Saturday, December 19, 2015

Singleton relates the story of an old-timey, country Christmas

George 'Buster' Singleton
(For decades, local historian and paranormal investigator George “Buster” Singleton published a weekly newspaper column called “Somewhere in Time.” The column below, which was titled “A story of a country Christmas,” was originally published in the Dec. 24, 1997 edition of The Monroe Journal in Monroeville, Ala.)

This is the story of a house built in the early 1800s in what used to be a thriving country community. This old house tells its story of happier times:

“Though I am old and have been deserted for many years, it has not always been this way. My yards are grown over with weeds and brush, and the only sound I hear is the sighing wind through the broken windows and the creaking of my foundation as it settles to the decay of time.

“My hearths are cold, because there is no one to kindle the fires to keep out the chill. My family, that built me, lie sleeping in the old church cemetery up the road aways. I am alone now, but there was a time when I knew the sound of laughter and the patter of little feet in my hallways. These walls hold many memories – dear memories that will dwell within until the foundations crumble. But before this happens, let me tell of happier times.

“Of all that I remember, I think the happiest times I recall were at Christmas.

“I remember the huge cedar tree that was brought out of the woods and trimmed to perfection before it was placed in the front room. The front room was where all the company was received. The nicest bed, the best chairs, the sofa, and the piano were in the front room.

“After the tree was in place, decorations were made and pine cones, painted all different colors, were placed on the tree. Sweetgum burrs were dipped in silver paint to look like huge snowflakes hanging in the windows. There were also the Indian corn with the many colored ears hanging in clusters at each end of the mantel.

“I could never forget the colorful paper chains looped about the tree, with handmade little paper bells hanging everywhere. Always, there was the silver star, made from tin foil saved from the chewing gum wrappers, in the top of the tree. The star was always packed away after the holidays, so it could be used again the next year.

“Oh yes, I almost forgot about the bunch of mistletoe tacked up in the hallway, just outside the front room door. All the young men would try to catch the young ladies under it where they would try to kiss them.

“I remember the little ones who were looking for Santa Claus on Christmas Eve. Each would place a box or a hat, and on occasion, the dishpan under the tree, for old Santa to put the candy and fruit in.

“There was always a fire left to burn in the huge fireplace for Santa to warm his hands and feet. The coffee pot was placed beside the fireplace, so that all Santa had to do was to pull out a few coals with the fire poker and warm the coffee left for him.

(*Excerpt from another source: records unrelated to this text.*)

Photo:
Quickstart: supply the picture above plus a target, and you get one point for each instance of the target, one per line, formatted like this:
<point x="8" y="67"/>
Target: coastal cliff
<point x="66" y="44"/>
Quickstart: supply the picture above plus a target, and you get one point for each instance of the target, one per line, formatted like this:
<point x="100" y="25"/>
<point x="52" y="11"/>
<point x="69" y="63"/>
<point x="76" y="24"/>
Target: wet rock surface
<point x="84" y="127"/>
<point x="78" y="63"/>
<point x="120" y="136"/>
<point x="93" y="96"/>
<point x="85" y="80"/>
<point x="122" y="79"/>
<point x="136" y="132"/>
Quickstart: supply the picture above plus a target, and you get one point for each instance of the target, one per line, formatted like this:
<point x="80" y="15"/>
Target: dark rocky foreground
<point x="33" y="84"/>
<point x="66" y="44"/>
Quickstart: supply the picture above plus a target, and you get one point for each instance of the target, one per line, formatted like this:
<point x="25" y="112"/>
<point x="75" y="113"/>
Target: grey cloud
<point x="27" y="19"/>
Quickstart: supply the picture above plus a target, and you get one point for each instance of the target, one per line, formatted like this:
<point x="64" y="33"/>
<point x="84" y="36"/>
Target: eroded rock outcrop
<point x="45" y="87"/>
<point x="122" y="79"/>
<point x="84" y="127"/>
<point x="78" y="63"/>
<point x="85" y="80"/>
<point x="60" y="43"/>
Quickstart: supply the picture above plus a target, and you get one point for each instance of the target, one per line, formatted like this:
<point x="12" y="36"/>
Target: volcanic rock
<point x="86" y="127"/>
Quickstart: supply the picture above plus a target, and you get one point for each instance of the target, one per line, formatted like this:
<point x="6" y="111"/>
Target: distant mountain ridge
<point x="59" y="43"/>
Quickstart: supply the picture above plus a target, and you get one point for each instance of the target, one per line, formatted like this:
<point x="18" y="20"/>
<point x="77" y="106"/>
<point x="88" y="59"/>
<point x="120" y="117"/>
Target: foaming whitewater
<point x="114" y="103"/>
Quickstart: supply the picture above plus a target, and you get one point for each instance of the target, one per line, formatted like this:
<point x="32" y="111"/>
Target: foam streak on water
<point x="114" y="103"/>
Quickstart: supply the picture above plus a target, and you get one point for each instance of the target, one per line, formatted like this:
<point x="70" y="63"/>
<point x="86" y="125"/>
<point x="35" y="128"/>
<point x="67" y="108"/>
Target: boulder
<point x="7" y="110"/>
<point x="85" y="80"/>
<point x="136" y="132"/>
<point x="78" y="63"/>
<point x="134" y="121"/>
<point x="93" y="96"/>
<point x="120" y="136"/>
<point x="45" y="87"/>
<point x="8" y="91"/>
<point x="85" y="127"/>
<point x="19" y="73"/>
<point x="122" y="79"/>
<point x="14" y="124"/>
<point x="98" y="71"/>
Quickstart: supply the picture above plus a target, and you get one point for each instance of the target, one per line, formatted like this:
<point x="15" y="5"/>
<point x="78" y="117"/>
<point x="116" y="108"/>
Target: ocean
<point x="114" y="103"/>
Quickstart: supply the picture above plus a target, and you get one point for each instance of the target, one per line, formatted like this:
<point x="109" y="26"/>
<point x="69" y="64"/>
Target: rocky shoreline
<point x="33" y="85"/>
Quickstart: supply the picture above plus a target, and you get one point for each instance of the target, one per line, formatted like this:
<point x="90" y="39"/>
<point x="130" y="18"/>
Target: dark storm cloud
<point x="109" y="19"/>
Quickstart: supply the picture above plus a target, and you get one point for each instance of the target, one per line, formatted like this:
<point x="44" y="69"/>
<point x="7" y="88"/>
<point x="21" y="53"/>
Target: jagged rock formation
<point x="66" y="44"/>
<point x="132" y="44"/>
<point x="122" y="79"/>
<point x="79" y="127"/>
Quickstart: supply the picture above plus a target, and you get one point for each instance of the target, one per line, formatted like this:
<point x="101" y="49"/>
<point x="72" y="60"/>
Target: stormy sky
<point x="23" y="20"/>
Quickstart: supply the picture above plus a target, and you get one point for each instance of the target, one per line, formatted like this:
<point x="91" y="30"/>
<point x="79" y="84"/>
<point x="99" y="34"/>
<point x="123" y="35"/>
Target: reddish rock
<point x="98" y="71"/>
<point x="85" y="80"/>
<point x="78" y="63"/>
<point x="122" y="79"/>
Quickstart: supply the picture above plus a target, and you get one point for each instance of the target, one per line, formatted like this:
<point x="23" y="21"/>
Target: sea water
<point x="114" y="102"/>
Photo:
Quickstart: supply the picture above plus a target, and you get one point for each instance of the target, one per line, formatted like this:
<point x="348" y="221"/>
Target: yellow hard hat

“After supper, all the little ones were sent off to bed in the loft. For the next two or three hours threatening calls would come from the fireside telling them that if they didn’t go to sleep, Santa wasn’t coming. Finally, when there were no more sounds from the loft, a hurried trip was made out to the smokehouse for a taste of homemade blackberry wine. This would help pass the hours while waiting for Santa Claus.

“The next morning was really rough on me, but I really didn’t mind. The little ones would wake up early and nearly knock down the stairs coming down to see what they had in their Christmas boxes.

“After the morning breakfast was over, preparations would begin for the company that would start arriving around nine o’clock.

“After the meal was over, everyone would gather around that heavy piano and sing Christmas carols. That piano had a sound unlike any in the county. That after dinner singing was something to remember.

“I knew the day was about to end when I heard the rattle of the harnesses and the sounds of wagon wheels on the gravel outside.

“Many seasons have passed since I have felt the warmth of Christmas within me. Perhaps in time, someone will come and claim me again and laughter and warmth will abide again within these walls so Christmas will come again. But, until that time, I will wait and remember.”

 (Singleton, the author of the 1991 book “Of Foxfire and Phantom Soldiers,” passed away at the age of 79 on July 19, 2007. A longtime resident of Monroeville, he was born on Dec. 14, 1927 in Marengo County and served as the administrator of the Monroeville National Guard unit from 1964 to 1987. He is buried in Pineville Cemetery in Monroeville. The column above and all of Singleton’s other columns are available to the public through the microfilm records at the Monroe County Public Library in Monroeville. Singleton’s columns are presented here each week for research and scholarship purposes and as part of an effort to keep his work and memory alive.)